Since the COVID-19 pandemic, the importance of vaccine research and development has become increasingly prominent. As scientists try to combat various viruses, the technology of sequence transmission is also receiving increasing attention. This technology provides new ideas and methods for vaccine development, and also allows us to gain a deeper understanding of the evolution and transmission mechanism of the virus.
Sequence propagation is a process of repeatedly growing bacteria or viruses by moving the virus to a new environment to observe its evolution.
Sequence propagation is the process of growing viruses or bacteria in different experimental environments for multiple rounds. Scientists typically do this in a laboratory to watch the pathogen evolve over the course of the experiment. With each round of transmission, viruses and bacteria may change due to mutations, and this change can sometimes be used to study the pathogenicity of viruses.
For vaccine development, sequence propagation can create a vaccine strain that has a less pathogenic pathogen but retains immunogenicity.
Sequence transmission can occur in vitro (in vitro) or in vivo (in vivo). The in vitro experimental method is to isolate viruses or bacteria, let them grow for a certain period of time, then transfer some samples to a new environment, and then perform the same growth process. In contrast, in vivo experiments involve the pathogen infecting animals, growing within the host, and removing samples to other hosts.
In either scenario, the pathogen may mutate over time, showing clear differences between the original pathogen and its variants.
The technology of sequence propagation began in the 19th century. Famous scientist Louis Pasteur used this technology when developing a rabies vaccine. Pasteur's work pointed to the attenuation of pathogens, which involves spreading them among different hosts so that they become less pathogenic.
Pasteur obtained an attenuated rabies virus by transplanting brain tissue from infected animals into healthy animals.
Using sequence propagation techniques, scientists can reduce the pathogenicity of viruses and create live vaccines. These live vaccines are generally more effective than inactivated vaccines. However, certain risks arise as the virus may reverse-evolve and become contagious again.
The long-term effectiveness and effectiveness of live vaccines make them play an important role in vaccine research and development, but in reality, their potential safety issues also need to be considered.
Currently, many studies use sequence transmission to study pathogenic changes, adaptive evolution and drug resistance development of viruses. For example, some research teams applied sequence propagation to the SARS virus with the goal of making the virus lethal in animal models for further study.
During research on the H5N1 influenza virus, scientists were surprised to find that the virus was able to spread from person to person after only a few sequences of transmission.

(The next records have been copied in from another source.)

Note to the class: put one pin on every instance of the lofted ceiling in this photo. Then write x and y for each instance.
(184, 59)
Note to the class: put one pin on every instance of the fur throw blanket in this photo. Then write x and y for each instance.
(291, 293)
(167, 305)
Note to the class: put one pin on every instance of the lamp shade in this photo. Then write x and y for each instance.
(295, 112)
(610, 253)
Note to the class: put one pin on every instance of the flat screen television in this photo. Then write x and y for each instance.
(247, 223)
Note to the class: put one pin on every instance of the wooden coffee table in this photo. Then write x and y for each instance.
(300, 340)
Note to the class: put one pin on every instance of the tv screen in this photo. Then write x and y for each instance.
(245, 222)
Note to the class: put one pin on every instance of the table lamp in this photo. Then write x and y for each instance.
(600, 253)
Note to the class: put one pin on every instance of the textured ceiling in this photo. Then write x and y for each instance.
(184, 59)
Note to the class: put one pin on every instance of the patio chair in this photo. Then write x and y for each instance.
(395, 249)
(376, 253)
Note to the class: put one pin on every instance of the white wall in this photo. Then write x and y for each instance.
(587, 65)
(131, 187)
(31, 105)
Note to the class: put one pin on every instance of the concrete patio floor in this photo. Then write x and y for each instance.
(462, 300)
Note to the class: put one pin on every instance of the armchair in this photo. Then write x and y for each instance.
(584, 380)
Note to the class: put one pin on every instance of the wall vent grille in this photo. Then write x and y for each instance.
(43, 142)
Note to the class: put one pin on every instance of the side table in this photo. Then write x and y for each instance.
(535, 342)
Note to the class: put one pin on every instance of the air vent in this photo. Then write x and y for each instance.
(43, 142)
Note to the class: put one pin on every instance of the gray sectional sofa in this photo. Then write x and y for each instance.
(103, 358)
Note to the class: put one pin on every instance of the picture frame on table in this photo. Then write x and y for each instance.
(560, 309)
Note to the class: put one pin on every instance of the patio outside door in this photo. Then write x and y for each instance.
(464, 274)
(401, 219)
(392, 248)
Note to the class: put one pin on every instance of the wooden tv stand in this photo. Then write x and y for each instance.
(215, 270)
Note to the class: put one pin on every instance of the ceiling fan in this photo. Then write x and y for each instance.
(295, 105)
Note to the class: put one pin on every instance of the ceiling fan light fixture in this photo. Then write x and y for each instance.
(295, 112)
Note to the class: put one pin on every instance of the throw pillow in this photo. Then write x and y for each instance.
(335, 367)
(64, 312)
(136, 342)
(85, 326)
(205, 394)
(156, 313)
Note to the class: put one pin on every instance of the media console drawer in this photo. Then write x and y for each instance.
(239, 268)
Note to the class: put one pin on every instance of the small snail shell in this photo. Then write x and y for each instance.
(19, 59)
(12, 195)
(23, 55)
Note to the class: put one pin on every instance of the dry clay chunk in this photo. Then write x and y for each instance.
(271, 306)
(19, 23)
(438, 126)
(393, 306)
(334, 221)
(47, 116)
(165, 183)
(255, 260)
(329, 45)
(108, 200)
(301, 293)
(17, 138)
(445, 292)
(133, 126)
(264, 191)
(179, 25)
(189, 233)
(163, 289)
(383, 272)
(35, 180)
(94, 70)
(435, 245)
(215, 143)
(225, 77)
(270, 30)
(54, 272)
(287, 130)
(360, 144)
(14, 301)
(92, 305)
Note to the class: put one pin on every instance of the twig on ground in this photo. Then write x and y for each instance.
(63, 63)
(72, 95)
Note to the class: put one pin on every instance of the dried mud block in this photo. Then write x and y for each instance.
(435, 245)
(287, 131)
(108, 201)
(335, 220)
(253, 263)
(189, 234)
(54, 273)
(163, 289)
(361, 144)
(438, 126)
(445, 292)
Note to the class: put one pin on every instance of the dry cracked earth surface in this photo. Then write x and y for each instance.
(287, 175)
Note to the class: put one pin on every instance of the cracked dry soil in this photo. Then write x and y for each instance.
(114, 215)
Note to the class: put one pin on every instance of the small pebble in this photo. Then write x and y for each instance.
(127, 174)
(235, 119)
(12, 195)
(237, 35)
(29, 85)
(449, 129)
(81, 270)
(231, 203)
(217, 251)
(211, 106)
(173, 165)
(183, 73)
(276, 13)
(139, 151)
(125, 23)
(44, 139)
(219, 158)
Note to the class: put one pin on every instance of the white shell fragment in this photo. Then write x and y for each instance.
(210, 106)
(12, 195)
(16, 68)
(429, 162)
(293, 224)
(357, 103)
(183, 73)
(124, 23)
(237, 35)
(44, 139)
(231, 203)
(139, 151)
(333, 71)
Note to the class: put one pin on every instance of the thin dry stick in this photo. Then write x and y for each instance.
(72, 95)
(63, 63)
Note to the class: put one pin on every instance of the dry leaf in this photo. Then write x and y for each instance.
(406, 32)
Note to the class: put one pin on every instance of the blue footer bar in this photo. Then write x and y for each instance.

Sequence transmission is not limited to vaccine development, but also reflects the potential opportunities for pathogens to spread between different hosts. These findings provide important insights into how to improve public health in high-endemic areas, while also highlighting the importance of good hygiene practices as they inhibit the spread of highly pathogenic pathogens.
Ultimately, during the epidemic, can we find more effective ways to prevent virus mutation and spread to protect public health?